Closed Surgery Is Suboptimal for Chronic Scapholunate InstabilityIn this study the results of closed surgery for 11 patients with chronic scapholunate (SL) instability are reported. SL instability occurs when the interosseous ligament between these two bones (scaphoid and lunate) is torn. Closed surgery more than three months after this injury isn't usually advised. The authors report suboptimal results with the technique they tried.
Eleven patients with chronic SL instability who didn't want open surgery were included. Arthroscopy was used to remove all traces of the torn ligament. This procedure is called debridement.
Removing the torn ligament down to bleeding bone may help produce scar tissue to help stabilize the joint.

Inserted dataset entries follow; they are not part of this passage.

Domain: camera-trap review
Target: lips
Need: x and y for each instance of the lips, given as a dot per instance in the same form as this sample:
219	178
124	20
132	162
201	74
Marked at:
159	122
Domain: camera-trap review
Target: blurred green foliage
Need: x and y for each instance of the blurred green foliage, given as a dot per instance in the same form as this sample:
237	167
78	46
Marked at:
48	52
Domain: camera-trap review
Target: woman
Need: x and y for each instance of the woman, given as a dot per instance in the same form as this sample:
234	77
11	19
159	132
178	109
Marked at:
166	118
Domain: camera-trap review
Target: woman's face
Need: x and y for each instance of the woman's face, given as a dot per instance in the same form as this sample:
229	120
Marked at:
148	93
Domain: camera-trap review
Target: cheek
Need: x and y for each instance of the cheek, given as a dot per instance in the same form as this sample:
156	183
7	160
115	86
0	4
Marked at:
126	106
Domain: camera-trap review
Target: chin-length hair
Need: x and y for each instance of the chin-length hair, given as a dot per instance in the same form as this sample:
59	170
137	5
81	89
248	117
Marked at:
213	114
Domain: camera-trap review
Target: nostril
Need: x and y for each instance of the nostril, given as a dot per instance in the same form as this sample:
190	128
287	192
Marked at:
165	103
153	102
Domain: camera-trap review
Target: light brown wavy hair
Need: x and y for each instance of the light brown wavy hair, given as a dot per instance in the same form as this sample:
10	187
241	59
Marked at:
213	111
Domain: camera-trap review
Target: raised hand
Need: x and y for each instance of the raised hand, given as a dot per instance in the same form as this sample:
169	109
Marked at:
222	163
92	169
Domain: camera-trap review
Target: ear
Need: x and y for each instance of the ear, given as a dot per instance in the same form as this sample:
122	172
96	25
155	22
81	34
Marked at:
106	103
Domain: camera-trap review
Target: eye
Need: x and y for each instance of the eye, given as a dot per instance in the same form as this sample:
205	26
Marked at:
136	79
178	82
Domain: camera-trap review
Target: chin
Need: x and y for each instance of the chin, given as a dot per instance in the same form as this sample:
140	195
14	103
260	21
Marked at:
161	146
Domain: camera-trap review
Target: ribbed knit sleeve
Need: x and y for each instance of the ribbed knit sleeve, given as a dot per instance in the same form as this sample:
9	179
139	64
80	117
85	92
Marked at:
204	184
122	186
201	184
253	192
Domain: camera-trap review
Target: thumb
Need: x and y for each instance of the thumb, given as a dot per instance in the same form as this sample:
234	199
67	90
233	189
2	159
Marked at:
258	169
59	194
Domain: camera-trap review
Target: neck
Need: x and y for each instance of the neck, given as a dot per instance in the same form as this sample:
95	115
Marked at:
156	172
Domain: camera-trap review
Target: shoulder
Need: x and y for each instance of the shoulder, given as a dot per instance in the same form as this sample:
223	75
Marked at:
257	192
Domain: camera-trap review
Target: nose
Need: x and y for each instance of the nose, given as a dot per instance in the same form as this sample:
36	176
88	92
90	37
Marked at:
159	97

The two bones were also wired together to hold them in place during healing. The wire was removed eight weeks later.
The operation was a failure for three patients. They ended up having a wrist fusion to eliminate the pain. Four of the remaining eight patients were pain free. The other four had pain with everyday activities and decreased grip strength.

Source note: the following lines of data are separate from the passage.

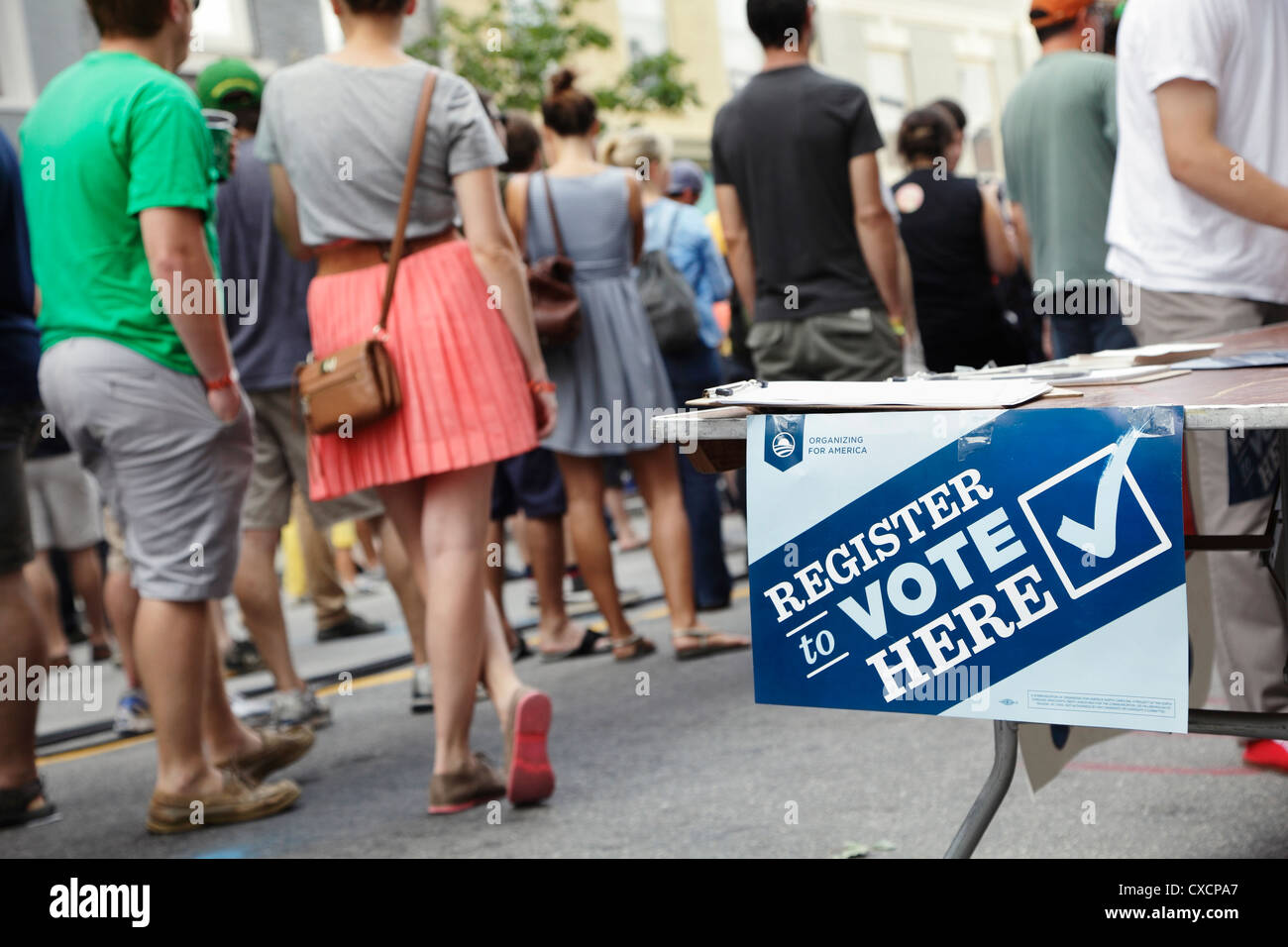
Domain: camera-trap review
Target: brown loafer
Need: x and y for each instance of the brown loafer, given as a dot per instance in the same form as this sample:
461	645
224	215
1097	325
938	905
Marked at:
528	777
278	750
475	785
237	801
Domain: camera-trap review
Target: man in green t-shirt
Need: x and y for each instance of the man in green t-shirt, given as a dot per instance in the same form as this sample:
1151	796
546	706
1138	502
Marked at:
1060	137
119	178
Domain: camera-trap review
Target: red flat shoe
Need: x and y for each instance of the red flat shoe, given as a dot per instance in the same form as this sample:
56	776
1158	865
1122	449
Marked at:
1271	754
528	776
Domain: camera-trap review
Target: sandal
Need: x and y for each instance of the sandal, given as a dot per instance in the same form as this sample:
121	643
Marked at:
16	804
591	643
631	648
706	647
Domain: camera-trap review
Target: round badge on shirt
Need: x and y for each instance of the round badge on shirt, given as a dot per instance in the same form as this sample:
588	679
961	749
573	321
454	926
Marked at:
910	197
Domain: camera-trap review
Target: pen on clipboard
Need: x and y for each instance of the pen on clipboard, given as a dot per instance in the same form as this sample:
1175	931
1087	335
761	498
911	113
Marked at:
729	390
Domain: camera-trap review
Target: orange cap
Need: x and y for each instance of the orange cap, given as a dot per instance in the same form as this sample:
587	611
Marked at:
1050	12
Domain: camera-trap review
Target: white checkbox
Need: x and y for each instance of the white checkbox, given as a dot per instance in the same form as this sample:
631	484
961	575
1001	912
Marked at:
1080	590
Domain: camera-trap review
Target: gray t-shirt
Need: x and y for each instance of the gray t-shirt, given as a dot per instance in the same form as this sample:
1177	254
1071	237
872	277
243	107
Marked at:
343	134
1060	136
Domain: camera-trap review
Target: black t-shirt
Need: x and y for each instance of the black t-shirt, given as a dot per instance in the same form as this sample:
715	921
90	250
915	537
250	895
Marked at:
941	227
785	142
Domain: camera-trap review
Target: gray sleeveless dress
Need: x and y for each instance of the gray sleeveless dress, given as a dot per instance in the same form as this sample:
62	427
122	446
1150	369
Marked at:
610	376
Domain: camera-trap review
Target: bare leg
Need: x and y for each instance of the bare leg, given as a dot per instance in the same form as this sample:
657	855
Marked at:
399	574
174	652
256	586
88	579
223	735
584	482
442	521
346	566
123	603
22	639
496	577
660	483
616	502
44	594
219	628
545	545
498	676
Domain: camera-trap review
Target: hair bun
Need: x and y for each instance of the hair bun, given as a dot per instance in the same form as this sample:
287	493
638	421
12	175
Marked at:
562	81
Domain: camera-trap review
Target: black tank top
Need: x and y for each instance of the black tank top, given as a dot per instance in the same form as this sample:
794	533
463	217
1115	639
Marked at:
953	283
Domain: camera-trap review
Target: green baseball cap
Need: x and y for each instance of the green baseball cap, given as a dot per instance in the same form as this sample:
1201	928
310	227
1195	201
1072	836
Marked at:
230	82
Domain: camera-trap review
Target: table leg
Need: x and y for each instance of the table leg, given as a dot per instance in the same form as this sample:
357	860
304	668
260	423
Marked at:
1006	744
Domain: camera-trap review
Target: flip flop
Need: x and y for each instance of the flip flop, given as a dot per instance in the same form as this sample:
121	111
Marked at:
639	647
589	646
14	801
706	648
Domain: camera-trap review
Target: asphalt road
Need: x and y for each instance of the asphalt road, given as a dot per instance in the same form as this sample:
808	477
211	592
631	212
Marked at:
695	768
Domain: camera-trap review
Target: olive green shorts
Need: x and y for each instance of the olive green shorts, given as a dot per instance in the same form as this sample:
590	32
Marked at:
853	346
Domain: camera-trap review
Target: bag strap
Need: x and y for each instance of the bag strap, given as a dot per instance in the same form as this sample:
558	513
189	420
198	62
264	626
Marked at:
670	231
417	150
554	218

Grip strength and range of motion were never back to normal. X-rays showed bone gapping in all patients during gripping activities. No one had an unstable wrist.
Some patients were followed for up to three years but the authors pointed out the need for long-term results. How long does the surgery hold up? Does arthritis set in? Do younger patients have better results? Does the repair hold up for patients who work as manual laborers? The authors hope to answer these questions as part of the follow-up for this study.
Nickolaos A. Darlis, MD, et al. Arthroscopic Debridement and Closed Pinning for Chronic Dynamic Scapholunate Instability. In The Journal of Hand Surgery. March 2006. Vol. 31A. No. 3. Pp. 418-424.